Measure Complexity Explanation
Time O(n) preprocessing, O(1) per find DFS visits each node once, set lookup is constant time
Space O(n) Hash set stores every recovered value

The constructor performs one DFS traversal across all nodes, so recovery costs O(n) time. Every node value is inserted once into the hash set.

Each find() call uses hash table membership testing, which is O(1) on average.

The space complexity is O(n) because every recovered value is stored inside the hash set. The recursion stack additionally uses O(h) space, where h is the tree height.

Test Cases

# Definition for testing
class TreeNode:
    def __init__(self, val=-1, left=None, right=None):
        self.val = val
        self.left = left
        self.right = right

# Example 1
root1 = TreeNode(-1, None, TreeNode(-1))
obj1 = FindElements(root1)

assert obj1.find(1) == False  # Missing left child value
assert obj1.find(2) == True   # Existing right child value

# Example 2
root2 = TreeNode(
    -1,
    TreeNode(-1, TreeNode(-1), TreeNode(-1)),
    TreeNode(-1)
)

obj2 = FindElements(root2)

assert obj2.find(1) == True   # Left child exists
assert obj2.find(3) == True   # Left-left child exists
assert obj2.find(4) == True   # Left-right child exists
assert obj2.find(5) == False  # Missing node

# Example 3
root3 = TreeNode(
    -1,
    None,
    TreeNode(
        -1,
        TreeNode(-1, TreeNode(-1)),
        None
    )
)

obj3 = FindElements(root3)

assert obj3.find(2) == True    # Right child exists
assert obj3.find(5) == True    # Recovered descendant
assert obj3.find(11) == True   # Deep descendant
assert obj3.find(3) == False   # Missing node

# Single node tree
root4 = TreeNode(-1)
obj4 = FindElements(root4)

assert obj4.find(0) == True   # Root always becomes 0
assert obj4.find(1) == False  # No children

# Left skewed tree
root5 = TreeNode(
    -1,
    TreeNode(
        -1,
        TreeNode(-1)
    )
)

obj5 = FindElements(root5)

assert obj5.find(1) == True   # Left child
assert obj5.find(3) == True   # Left-left child
assert obj5.find(2) == False  # Right child missing

# Large missing target
assert obj5.find(1000000) == False  # Very large absent value
Test Why
Example 1 Verifies recovery of right child only
Example 2 Tests balanced tree recovery
Example 3 Tests sparse tree handling
Single node tree Validates minimum input size
Left skewed tree Ensures recursion handles uneven trees
Large missing target Confirms absent values return false

Edge Cases

Tree Contains Only the Root

The smallest possible tree contains exactly one node. Since the root must recover to value 0, the only valid target is 0.

A buggy implementation might forget to initialize the root correctly or mishandle empty children. This solution explicitly starts recovery from value 0, so the root is always recovered correctly.

Sparse Trees With Missing Children

The tree may contain gaps where one child exists and the other does not. This is important because mathematically possible values are not guaranteed to exist.

For example, a node may have a right child without a left child.
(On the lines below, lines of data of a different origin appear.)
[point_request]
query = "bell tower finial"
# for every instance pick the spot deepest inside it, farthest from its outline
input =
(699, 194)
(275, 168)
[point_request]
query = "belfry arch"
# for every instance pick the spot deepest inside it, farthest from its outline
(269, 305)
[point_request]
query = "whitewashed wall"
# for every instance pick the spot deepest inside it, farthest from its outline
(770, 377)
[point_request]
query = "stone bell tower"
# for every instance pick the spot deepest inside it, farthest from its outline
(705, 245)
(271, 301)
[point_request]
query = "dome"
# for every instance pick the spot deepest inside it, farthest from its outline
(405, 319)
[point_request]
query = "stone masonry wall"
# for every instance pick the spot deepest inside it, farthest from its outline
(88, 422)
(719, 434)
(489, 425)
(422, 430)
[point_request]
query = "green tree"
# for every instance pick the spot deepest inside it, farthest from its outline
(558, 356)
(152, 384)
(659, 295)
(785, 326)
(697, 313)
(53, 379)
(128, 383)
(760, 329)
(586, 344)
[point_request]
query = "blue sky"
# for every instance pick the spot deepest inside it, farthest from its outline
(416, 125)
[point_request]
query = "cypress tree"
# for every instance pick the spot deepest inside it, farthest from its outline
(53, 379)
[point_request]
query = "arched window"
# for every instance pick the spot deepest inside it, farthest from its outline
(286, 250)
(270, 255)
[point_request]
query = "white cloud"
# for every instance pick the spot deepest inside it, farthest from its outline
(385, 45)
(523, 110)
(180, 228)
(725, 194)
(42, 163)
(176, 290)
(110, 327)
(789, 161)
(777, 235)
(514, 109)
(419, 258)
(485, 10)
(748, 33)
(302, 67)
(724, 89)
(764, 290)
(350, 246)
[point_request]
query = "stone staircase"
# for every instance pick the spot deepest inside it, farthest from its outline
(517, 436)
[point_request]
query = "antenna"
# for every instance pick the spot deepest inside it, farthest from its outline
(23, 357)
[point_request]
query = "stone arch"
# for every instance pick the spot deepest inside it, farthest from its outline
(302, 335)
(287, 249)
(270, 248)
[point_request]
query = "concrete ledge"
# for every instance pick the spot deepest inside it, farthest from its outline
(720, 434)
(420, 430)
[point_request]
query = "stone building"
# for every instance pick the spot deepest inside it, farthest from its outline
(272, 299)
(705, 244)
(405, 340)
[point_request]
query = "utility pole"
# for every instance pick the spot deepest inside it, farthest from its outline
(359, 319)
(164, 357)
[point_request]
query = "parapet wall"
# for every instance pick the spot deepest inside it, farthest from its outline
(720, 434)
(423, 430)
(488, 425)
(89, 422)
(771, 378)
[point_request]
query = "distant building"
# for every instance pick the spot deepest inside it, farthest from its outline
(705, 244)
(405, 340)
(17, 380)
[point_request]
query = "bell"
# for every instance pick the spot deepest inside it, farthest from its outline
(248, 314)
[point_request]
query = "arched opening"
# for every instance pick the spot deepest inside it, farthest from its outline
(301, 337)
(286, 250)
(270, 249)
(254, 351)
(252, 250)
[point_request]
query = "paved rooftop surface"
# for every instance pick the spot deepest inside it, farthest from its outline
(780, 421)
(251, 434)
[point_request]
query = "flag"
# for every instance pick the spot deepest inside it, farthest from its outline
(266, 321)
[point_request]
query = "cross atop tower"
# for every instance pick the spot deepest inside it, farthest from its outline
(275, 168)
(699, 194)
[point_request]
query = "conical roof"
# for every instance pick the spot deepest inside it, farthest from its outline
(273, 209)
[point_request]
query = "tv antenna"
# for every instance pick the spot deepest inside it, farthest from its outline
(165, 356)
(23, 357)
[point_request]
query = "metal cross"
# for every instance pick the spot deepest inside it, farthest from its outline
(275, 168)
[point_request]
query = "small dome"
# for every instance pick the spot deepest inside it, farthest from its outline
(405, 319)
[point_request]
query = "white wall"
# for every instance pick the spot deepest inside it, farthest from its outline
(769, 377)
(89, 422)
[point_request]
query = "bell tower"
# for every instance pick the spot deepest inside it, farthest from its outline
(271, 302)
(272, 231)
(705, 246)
The implementation only recovers existing nodes by checking if node.left and if node.right, so nonexistent nodes are never incorrectly inserted into the set.

Very Large Target Queries

Queries may ask for values much larger than anything present in the tree.

A naive traversal based solution would still scan the entire tree for every such query. The hash set approach avoids this inefficiency because membership testing immediately returns False when the value is absent.